Difference between SparkContext, JavaSparkContext, SQLContext, and SparkSession? - java

What is the difference between SparkContext, JavaSparkContext, SQLContext and SparkSession?
Is there any method to convert or create a Context using a SparkSession?
Can I completely replace all the Contexts using one single entry SparkSession?
Are all the functions in SQLContext, SparkContext, and JavaSparkContext also in SparkSession?
Some functions like parallelize have different behaviors in SparkContext and JavaSparkContext. How do they behave in SparkSession?
How can I create the following using a SparkSession?
RDD
JavaRDD
JavaPairRDD
Dataset
Is there a method to transform a JavaPairRDD into a Dataset or a Dataset into a JavaPairRDD?

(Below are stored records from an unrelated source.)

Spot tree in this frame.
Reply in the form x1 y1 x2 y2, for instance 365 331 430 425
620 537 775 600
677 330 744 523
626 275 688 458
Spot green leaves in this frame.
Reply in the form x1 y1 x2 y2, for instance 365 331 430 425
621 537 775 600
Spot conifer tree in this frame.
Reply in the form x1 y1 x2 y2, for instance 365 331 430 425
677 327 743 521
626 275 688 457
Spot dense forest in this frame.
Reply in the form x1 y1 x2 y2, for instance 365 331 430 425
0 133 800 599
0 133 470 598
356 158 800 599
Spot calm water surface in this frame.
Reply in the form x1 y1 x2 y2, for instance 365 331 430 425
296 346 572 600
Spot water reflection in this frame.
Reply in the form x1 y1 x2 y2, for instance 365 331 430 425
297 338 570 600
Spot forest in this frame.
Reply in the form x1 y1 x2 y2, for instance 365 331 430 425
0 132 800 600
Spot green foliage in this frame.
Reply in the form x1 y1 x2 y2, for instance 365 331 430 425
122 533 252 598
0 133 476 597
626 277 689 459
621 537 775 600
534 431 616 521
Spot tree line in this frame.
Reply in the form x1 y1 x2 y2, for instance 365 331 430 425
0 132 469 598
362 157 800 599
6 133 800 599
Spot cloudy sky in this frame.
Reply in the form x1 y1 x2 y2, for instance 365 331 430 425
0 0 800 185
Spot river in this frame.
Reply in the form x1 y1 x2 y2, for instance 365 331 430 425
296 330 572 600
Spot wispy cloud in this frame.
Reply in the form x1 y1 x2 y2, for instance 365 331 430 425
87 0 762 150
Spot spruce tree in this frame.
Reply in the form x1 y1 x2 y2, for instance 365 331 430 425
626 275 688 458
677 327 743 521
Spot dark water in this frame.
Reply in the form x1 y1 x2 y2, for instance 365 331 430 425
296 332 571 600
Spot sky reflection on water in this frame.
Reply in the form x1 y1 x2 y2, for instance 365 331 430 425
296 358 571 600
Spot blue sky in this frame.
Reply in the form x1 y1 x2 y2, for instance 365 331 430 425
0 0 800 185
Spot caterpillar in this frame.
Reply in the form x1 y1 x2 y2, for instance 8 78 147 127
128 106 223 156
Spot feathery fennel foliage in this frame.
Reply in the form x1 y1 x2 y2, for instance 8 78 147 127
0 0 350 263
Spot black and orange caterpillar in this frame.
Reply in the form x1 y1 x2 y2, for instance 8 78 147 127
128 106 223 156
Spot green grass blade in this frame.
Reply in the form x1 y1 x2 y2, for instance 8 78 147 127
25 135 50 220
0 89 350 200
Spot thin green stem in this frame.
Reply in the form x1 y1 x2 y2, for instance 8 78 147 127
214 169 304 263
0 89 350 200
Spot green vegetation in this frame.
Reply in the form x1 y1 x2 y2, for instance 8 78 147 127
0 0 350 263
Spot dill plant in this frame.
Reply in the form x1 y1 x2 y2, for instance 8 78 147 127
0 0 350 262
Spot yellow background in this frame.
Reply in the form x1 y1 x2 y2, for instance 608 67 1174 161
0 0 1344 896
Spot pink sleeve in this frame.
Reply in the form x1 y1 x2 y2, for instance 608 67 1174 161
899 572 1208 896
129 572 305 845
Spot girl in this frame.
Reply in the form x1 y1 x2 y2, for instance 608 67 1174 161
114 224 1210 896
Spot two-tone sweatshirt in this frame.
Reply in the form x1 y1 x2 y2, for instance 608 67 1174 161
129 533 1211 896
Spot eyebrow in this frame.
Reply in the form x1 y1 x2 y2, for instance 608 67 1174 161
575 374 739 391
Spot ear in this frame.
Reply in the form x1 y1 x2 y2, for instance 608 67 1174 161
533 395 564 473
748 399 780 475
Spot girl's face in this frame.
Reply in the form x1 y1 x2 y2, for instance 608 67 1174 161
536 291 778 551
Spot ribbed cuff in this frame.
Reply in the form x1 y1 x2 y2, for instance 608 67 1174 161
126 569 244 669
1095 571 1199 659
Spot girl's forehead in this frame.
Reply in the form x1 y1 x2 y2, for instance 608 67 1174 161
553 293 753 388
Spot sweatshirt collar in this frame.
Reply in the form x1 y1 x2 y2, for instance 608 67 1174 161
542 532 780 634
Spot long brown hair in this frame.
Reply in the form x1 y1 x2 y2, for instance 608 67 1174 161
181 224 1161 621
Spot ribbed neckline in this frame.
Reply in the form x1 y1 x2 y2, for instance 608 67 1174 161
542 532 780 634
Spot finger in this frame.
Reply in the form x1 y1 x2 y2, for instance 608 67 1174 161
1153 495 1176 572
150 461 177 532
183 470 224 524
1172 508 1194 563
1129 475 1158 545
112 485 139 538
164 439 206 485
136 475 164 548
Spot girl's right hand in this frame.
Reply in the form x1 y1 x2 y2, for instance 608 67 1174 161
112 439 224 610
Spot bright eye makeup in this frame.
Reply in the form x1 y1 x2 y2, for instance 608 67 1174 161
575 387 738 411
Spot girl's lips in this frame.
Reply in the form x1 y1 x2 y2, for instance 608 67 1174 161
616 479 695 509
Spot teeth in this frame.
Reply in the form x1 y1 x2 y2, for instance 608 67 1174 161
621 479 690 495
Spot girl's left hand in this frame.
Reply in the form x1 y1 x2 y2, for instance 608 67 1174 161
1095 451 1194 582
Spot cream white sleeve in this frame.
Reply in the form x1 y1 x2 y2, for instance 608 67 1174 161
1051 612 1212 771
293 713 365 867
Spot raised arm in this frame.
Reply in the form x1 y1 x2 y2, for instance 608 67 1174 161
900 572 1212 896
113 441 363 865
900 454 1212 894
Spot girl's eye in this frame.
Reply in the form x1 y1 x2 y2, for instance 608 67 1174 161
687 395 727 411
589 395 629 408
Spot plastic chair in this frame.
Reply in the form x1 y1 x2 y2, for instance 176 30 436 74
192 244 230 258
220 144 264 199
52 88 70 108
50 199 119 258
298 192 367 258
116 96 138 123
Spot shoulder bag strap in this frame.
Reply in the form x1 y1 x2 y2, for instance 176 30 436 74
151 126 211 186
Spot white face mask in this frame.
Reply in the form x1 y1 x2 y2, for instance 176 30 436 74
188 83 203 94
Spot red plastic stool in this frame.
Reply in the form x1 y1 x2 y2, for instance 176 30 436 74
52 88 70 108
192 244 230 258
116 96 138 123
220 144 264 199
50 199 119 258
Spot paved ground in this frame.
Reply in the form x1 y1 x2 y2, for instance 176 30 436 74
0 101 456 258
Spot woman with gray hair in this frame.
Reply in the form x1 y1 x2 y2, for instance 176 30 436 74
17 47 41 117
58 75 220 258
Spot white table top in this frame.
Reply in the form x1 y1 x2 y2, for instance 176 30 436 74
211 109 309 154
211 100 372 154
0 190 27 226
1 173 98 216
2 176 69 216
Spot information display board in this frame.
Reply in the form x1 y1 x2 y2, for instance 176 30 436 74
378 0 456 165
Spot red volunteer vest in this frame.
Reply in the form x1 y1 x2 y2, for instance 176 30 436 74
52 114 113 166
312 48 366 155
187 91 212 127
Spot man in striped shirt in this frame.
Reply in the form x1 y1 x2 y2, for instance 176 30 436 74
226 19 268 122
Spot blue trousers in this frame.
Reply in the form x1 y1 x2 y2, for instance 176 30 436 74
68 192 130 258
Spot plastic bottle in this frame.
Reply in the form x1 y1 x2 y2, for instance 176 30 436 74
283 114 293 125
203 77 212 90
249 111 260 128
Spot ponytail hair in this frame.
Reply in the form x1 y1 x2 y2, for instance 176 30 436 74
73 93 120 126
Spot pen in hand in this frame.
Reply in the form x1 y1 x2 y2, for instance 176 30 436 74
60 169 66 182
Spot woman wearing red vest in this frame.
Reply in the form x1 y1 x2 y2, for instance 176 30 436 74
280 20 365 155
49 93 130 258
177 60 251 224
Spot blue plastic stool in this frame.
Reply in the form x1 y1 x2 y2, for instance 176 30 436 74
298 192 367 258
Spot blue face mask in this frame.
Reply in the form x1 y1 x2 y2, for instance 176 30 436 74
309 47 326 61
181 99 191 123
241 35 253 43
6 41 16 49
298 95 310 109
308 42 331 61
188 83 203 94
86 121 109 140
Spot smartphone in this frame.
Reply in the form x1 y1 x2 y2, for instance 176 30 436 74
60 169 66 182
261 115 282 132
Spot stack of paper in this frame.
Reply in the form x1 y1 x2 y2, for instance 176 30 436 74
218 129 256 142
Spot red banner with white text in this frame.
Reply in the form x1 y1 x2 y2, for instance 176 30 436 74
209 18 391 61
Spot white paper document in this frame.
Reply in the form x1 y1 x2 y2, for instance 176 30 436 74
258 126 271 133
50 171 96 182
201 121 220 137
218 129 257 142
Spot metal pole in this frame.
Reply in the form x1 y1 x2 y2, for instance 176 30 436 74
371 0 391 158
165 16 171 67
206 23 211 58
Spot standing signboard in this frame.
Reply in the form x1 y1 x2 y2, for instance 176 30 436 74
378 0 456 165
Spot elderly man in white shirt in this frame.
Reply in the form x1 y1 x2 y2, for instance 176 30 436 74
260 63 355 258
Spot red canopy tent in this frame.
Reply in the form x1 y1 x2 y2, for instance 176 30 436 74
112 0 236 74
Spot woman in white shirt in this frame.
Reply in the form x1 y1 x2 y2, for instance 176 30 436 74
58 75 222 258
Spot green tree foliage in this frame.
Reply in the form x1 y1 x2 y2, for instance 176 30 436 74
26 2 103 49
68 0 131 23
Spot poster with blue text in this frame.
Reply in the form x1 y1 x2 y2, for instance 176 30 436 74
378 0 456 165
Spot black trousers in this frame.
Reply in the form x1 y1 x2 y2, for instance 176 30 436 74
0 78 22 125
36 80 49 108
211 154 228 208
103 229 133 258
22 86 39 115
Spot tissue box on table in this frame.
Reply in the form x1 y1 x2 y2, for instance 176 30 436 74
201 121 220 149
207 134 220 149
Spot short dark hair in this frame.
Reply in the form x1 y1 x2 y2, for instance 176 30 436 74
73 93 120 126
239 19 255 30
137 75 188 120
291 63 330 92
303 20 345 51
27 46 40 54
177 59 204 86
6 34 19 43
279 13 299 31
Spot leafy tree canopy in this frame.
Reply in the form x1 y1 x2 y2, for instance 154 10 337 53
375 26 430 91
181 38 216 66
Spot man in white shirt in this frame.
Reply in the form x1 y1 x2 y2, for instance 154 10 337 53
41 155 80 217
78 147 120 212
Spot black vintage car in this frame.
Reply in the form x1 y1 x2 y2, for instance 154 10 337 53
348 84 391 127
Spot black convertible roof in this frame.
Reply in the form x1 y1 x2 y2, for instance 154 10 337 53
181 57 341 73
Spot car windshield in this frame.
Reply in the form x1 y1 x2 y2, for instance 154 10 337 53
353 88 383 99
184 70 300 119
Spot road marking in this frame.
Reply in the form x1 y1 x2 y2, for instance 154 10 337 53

sparkContext is a Scala implementation entry point and JavaSparkContext is a java wrapper of sparkContext.
SQLContext is entry point of SparkSQL which can be received from sparkContext.Prior to 2.x.x, RDD ,DataFrame and Data-set were three different data abstractions.Since Spark 2.x.x, All three data abstractions are unified and SparkSession is the unified entry point of Spark.
An additional note is , RDD meant for unstructured data, strongly typed data and DataFrames are for structured and loosely typed data. You can check
Is there any method to convert or create Context using Sparksession ?
yes. its sparkSession.sparkContext() and for SQL, sparkSession.sqlContext()
Can I completely replace all the Context using one single entry SparkSession ?
yes. you can get respective contexs from sparkSession.
Does all the functions in SQLContext, SparkContext,JavaSparkContext etc are added in SparkSession?
Not directly. you got to get respective context and make use of it.something like backward compatibility
How to use such function in SparkSession?
get respective context and make use of it.
How to create the following using SparkSession?
RDD can be created from sparkSession.sparkContext.parallelize(???)
JavaRDD same applies with this but in java implementation
JavaPairRDD sparkSession.sparkContext.parallelize(???).map(//making your data as key-value pair here is one way)
Dataset what sparkSession returns is Dataset if it is structured data.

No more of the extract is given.